I recently upgraded to a 7900 XTX GPU. The upgrade itself went quite smoothly from both a hardware and software perspective. Games worked great out of the box with no driver or other configuration needed - as plug and play as it could possibly get.

However, I wanted to try out some machine learning on it. I’d been using TensorFlow.JS to train models using my GPU all in the browser, but that approach is limited compared to what’s possible when running it natively.

Since TensorFlow is the framework I’m most familiar with, it’s what I wanted to focus on getting working first.

AMD’s provided method for doing this is called ROCm. It’s a combination of mostly-open libraries, toolkits, frameworks, compilers, and other software to facilitate heterogenous/GPGPU compute on AMD hardware.

Installing ROCm

This part of the process took me the longest to figure out, but it ended up being quite simple. AMD provides a tool called amdgpu-install which handles installing ROCm and other AMD software and drivers.

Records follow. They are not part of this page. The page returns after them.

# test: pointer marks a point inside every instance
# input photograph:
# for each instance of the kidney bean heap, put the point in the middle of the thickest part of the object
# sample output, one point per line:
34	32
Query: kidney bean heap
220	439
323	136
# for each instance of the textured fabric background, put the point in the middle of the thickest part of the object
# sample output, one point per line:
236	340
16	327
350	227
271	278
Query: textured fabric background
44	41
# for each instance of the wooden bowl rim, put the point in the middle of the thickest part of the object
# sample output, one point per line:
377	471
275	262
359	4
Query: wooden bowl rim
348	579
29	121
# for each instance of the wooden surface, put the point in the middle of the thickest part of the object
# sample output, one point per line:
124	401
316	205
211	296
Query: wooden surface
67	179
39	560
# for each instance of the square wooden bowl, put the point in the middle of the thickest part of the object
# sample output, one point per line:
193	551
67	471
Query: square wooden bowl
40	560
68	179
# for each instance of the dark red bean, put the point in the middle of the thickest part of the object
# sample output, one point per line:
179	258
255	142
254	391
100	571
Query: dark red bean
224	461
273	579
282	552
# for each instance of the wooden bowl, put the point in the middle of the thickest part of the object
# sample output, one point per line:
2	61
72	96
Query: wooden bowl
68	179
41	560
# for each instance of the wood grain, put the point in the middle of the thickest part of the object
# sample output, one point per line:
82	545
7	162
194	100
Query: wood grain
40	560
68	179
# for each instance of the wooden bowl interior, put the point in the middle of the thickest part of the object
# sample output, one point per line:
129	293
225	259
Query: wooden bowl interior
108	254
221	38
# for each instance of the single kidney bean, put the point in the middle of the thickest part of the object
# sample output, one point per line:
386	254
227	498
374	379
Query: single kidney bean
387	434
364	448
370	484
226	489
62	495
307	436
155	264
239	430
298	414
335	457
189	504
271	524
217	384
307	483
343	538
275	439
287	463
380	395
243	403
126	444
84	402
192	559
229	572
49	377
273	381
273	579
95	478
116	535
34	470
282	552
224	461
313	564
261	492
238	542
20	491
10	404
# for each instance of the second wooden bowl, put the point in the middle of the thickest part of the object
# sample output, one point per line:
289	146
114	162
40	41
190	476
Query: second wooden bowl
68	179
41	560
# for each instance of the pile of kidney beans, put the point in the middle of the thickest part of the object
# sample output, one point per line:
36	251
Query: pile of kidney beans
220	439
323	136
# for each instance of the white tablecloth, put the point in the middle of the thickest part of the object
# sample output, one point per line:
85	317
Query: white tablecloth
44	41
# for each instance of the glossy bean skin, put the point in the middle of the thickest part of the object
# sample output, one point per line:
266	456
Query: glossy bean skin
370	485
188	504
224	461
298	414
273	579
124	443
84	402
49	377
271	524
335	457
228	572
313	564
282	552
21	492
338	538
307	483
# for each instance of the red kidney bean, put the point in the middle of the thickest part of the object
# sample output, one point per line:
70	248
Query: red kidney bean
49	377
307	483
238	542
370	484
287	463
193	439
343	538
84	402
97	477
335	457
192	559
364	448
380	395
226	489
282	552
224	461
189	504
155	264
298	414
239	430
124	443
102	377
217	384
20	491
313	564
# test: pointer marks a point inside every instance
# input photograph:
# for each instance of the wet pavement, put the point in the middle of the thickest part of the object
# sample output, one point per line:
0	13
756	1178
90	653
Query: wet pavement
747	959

ROCm version 5.5 is the most recent version available at the time of release. It contains improvements for RX 7000 series / RDNA3 GPU support which includes the 7900 XTX. Version 5.6 is in the works as well, and there are rumors it will bring even more mature RDNA3 support and hopefully better performance as well.

I installed amdgpu-install by running curl https://repo.radeon.com/amdgpu-install/5.5/ubuntu/jammy/amdgpu-install_5.5.50500-1_all.deb > /tmp/amdgpu-install.deb && sudo dpkg -i /tmp/amdgpu-install.deb.

The ROCm install tutorial says to run amdgpu-install --usecase=rocm. For me, this ended up causing a lot of issues.

The reason for that is that by default, that command attempts to build and install the amdgpu-dkim kernel module. I don’t understand how/if that differs from the amdgpu kernel module that comes built-into the Linux kernel already.

Anyway, the build for that kernel module failed for me because of differences in the kernel version targeted by ROCm 5.5 and my current kernel (Linux 6.3).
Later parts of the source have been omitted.